For nearly as many years, Darrell has also worked as a volunteer attorney for the Neighborhood Christian Legal Clinic, taking on bankruptcy and non-litigious family law cases. In addition to assisting the Legal Clinic, he also volunteers for the bankruptcy court and Marion County’s family law pro bono project; he even serves as his church’s football coach. Volunteering is simply a way of life for him. He says, “It reminds me on a regular basis that there are more important things than just making money and it kind of keeps your day fresh so you’re not just doing the same thing.”
Although Darrell perhaps did not imagine himself practicing bankruptcy law as a boy, he enjoys his work very much. “A lot of people can make whatever they learn what they like,” he says. And after two decades in the field, offering his expertise to those in need is second nature. He explains, “Most of the cases are not that complicated … If you stick to things that you’re good at, you can knock them out really easy and it doesn’t overly consume you and you really feel good about yourself. You’ve used what you have a lot of skill at to help someone at no charge. And it was no skin off your back in most cases.” He encourages other people to do the same—to find those areas in which they excel and then volunteer their time.
Personally, Darrell finds fulfillment in bankruptcy law because he knows the need is so great. He says, “Freedom from debt is very, very important. The burden of living with debt and the harassment, the garnishments, the creditor calls, and not being able to pay your bills have a significant effect on a person’s mental and physical well-being. And a debt-laden marriage can oftentimes end in divorce because financial pressure is a significant reason for dissolution. So I think that when you file bankruptcy sometimes it really releases you and gives you some financial freedom and a fresh start from your mistakes.” By consistently taking on these cases, Darrell is able to act as a conduit, connecting his clients to this kind of freedom.
The historical context of the bankruptcy code is especially poignant to him. Darrell says, “[It] goes back to when the English settlers came to America. One of the big reasons they were coming was to escape debtors’ prisons. So back in England and France you could be put in jail and you would sit in jail until your relatives paid your debts.
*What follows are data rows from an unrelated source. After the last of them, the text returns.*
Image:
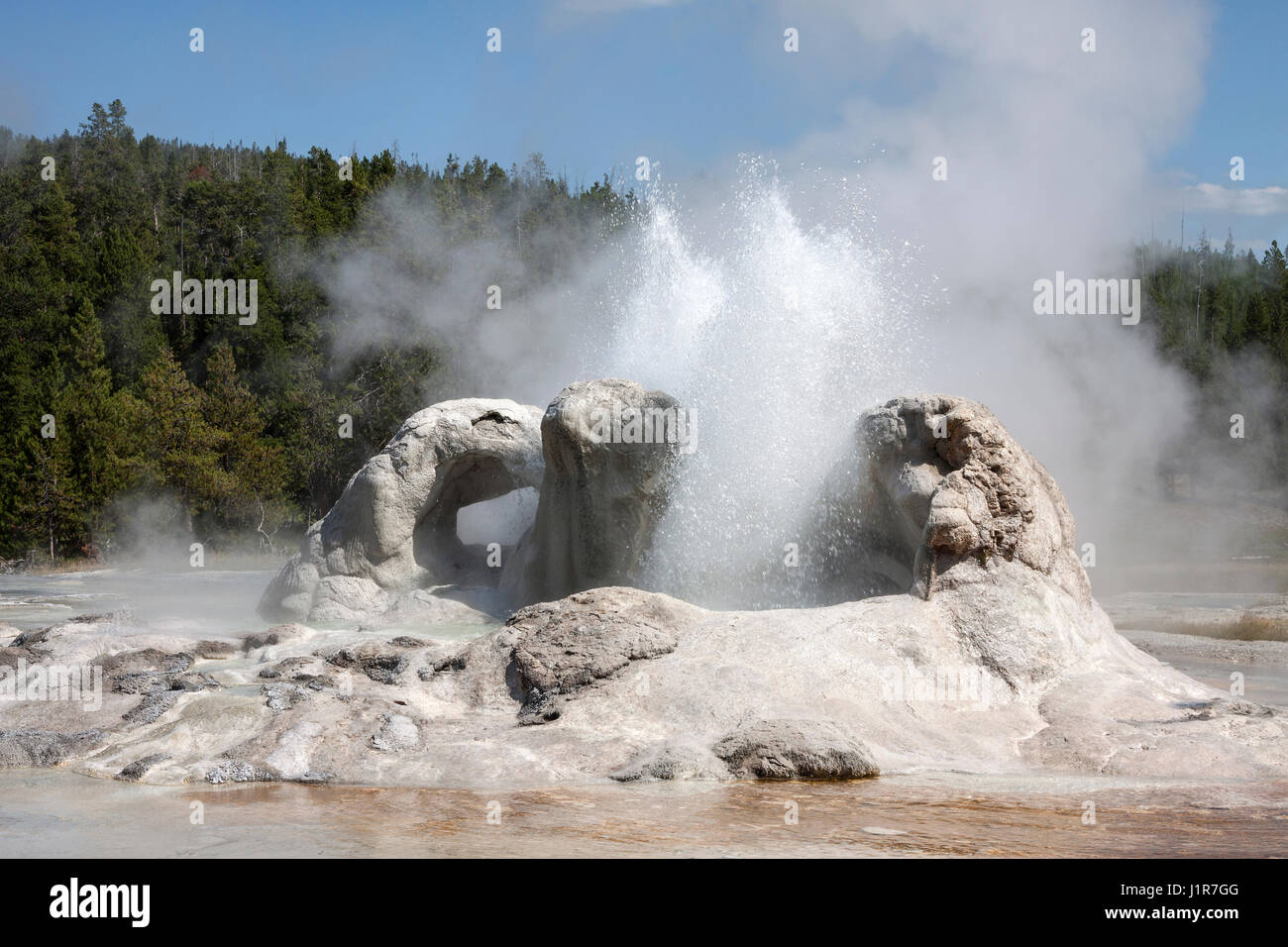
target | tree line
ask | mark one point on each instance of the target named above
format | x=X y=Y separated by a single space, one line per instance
x=111 y=406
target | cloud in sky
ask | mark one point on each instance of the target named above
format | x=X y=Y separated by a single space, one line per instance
x=1253 y=201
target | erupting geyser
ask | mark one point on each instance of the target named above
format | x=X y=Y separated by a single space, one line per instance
x=992 y=657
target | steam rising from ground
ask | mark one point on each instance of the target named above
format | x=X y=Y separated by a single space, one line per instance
x=777 y=304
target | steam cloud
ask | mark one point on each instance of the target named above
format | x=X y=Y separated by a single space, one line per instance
x=778 y=300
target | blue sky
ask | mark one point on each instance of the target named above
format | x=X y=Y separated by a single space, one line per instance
x=589 y=82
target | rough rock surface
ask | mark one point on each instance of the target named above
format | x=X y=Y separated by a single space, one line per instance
x=1000 y=661
x=795 y=750
x=604 y=488
x=932 y=495
x=393 y=530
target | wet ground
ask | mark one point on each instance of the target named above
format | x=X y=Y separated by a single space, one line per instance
x=56 y=813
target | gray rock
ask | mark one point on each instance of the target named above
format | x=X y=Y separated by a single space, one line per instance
x=31 y=748
x=797 y=750
x=393 y=528
x=136 y=771
x=600 y=497
x=554 y=655
x=377 y=663
x=241 y=771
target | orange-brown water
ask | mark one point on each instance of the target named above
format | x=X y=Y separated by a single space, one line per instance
x=60 y=814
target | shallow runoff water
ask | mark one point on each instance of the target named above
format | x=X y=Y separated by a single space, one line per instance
x=55 y=813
And a lot of those people—to escape it—came to America. One of the foundations of our country was never to have a debtors’ prison. Because you owe someone money is not a reason you will sit in jail in the United States.”
In Darrell’s eyes, his clients are just people who need a little mercy, which he does his best to grant. He says, “All of the referrals are very thankful and they don’t have million-dollar cases. They just need a little bit of help.”